Darf die Wanderhure weiter wandern – und zwar unter dem Schutz des Markenrechts? Sie darf, dank einer durchaus verständigen, ja sogar humorvollen Entscheidung der zuständigen Richter beim Harmonisierungsamt für den Binnenmarkt. Die Richter hoben die Entscheidung der zuständigen Prüferin auf. Diese hatte es abgelehnt, die Wanderhure zur Wortmarke zu machen.
Die Ablehnung erfolgte nicht, weil es im 15. Jahrhundert – nur um diesen Zeitraum geht’s – möglicherweise noch viele andere Wanderhuren gab. Deren Erlebnisse könnten es ja auch wert sein, zu Papier gebracht zu werden. Nein, die Prüferin befand den Begriff „Hure“ schlicht für zu vulgär.

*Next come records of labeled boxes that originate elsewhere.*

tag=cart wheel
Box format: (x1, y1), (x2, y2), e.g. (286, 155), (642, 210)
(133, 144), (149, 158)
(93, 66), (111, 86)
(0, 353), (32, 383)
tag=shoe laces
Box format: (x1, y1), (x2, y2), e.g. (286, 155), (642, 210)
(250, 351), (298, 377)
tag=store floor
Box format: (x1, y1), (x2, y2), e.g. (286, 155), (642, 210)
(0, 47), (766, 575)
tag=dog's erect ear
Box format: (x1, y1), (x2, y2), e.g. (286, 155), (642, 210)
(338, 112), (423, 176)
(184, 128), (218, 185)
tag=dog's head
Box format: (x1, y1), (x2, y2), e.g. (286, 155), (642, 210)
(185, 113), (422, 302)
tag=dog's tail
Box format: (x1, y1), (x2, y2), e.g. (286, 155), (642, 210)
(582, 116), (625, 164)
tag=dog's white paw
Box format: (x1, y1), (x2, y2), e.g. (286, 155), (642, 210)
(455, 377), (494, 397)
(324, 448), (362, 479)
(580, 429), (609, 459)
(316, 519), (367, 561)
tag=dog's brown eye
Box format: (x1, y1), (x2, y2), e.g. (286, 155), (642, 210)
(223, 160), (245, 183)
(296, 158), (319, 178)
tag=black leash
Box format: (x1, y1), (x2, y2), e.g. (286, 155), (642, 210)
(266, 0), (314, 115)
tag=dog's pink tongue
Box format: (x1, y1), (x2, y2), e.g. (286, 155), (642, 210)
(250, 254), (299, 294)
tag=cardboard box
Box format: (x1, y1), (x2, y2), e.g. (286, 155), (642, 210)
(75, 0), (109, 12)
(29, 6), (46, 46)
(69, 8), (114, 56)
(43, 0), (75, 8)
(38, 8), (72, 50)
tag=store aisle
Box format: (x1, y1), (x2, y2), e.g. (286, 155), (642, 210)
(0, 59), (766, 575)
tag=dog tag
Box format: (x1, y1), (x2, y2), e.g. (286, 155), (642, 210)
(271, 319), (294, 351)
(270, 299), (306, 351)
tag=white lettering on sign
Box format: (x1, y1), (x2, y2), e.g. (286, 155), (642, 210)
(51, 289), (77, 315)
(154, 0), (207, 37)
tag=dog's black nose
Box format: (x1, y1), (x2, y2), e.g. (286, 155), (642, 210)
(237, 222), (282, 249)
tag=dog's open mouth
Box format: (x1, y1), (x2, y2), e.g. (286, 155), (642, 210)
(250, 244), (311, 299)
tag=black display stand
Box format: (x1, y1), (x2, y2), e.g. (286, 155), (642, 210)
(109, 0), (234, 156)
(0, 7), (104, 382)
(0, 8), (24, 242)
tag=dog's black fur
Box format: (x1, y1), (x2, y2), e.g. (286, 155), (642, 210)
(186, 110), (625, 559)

Die Richter halten dagegen, dass die Protagonistin des Romans wohl eindeutig mobil war und überdies sexuelle Dienstleistungen erbrachte, und zwar bis in höchste kirchliche Kreise auf dem Konzil in Konstanz. Die Juristen vermissen schon einen vergleichbaren, politisch korrekten Begriff, welcher die Tätigkeit der Wanderhure alternativ beschreiben könnte:
Im gegenwärtigen Sprachgebrauch existiert der Begriff „Wanderdienstleistungserbringerin“ nicht.
Insgesamt befinden sie:
Die angefochtene Entscheidung vermischt die Erwähnung eines Phänomens mit dem Phänomen selbst. Sie eignet sich hervorragend zum Verbot von Krimis mit dem Wort „Mord“ im Titel, denn bekanntlich sind Morde gemäß § 211 des eutschen Strafgesetzbuchs ein Verbrechen, und es gibt nichts sittenwidrigeres als solche zu begehen, und sie eignet sich hervorragend, den Liedermacher Reinhard Mey dem Scheiterhaufen zu überantworten, weil mit dem Lied „Der Mörder war
immer der Gärtner“ letztgenannter Berufsstand sittenwidrig verunglimpft worden sei. Kurz: Die angefochtene Entscheidung versäumt die Unterscheidung von Fact und Fiction.
Die Folgen seiner Entscheidung sind dem Gericht bewusst:
Die Wanderdame darf also weiterwandern, und ihre Wanderwege können mit „wissenschaftlichen und Vermessungs-Instrumenten“ kartographiert, in „Loseblattsammlungen“ regelmäßig aktualisiert, mit „OCR-Zeichenerkennung“ aufbereitet, in „Chat-Rooms“ breitgetreten und zur „sportlichen Aktivität“ erklärt werden, wobei die Kammer selbstverständlich davon ausgeht, dass mit den beanspruchten „Erziehungs“-Dienstleistungen solche der gemeinnützigen Sozialarbeit gemeint sind und nicht solche der Erziehung zur Prostitution.